After hours of debate and a couple of amendments, the LAUSD school board approved a sweeping plan championed by Superintendent John Deasy (above) to reduce credit requirements for graduation.
After hours of debate and a couple of amendments, the LAUSD school board approved a sweeping plan on Tuesday to reduce credit requirements for graduation. But as part of the reduction, students in the district will need Cs instead of Ds to earn their high school diplomas.
Next year’s high school freshmen will have to take every class required to meet the minimum application standards for the University of California and Cal State systems.
L.A. Unified Superintendent John Deasy says the new requirements are part of the district’s commitment to advancing civil rights and social justice for "every single student." Deasy spoke with Airtalk host Larry Mantle before Tuesday's vote.
"Simply stated, this recommends that the diploma for all students graduating from LAUSD by 2017 be a meaningful college/workforce ready threshold," Deasy says.
School board members added two amendments to Deasy’s original proposal. One would begin to assess third and eighth graders’ readiness to meet the new standards. Boardmember Steve Zimmer proposed the second – an effort to boost the credits required for graduation from 180 to 210, so that students might still benefit from physical education, art and other course offerings.

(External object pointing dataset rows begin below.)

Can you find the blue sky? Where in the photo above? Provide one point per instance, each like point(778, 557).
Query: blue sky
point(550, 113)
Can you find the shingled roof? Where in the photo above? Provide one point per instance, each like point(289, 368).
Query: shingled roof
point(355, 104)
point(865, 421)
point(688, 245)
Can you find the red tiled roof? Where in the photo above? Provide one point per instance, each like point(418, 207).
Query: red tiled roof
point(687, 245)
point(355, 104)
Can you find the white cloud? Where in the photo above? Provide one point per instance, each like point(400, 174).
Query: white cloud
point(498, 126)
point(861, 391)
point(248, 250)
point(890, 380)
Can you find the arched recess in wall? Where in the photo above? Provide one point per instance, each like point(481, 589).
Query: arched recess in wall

"Some of the programs that are working best to engage our students — to keep them connected and in schools — would be in grave danger if we lowered down to 180," Zimmer insists.
Six board members approved the curriculum overhaul.
The lone dissenter was Bennet Kayser, who represents schools from Griffith Park to South Gate. He insisted on establishing a budget before the district spends any money on the new reforms.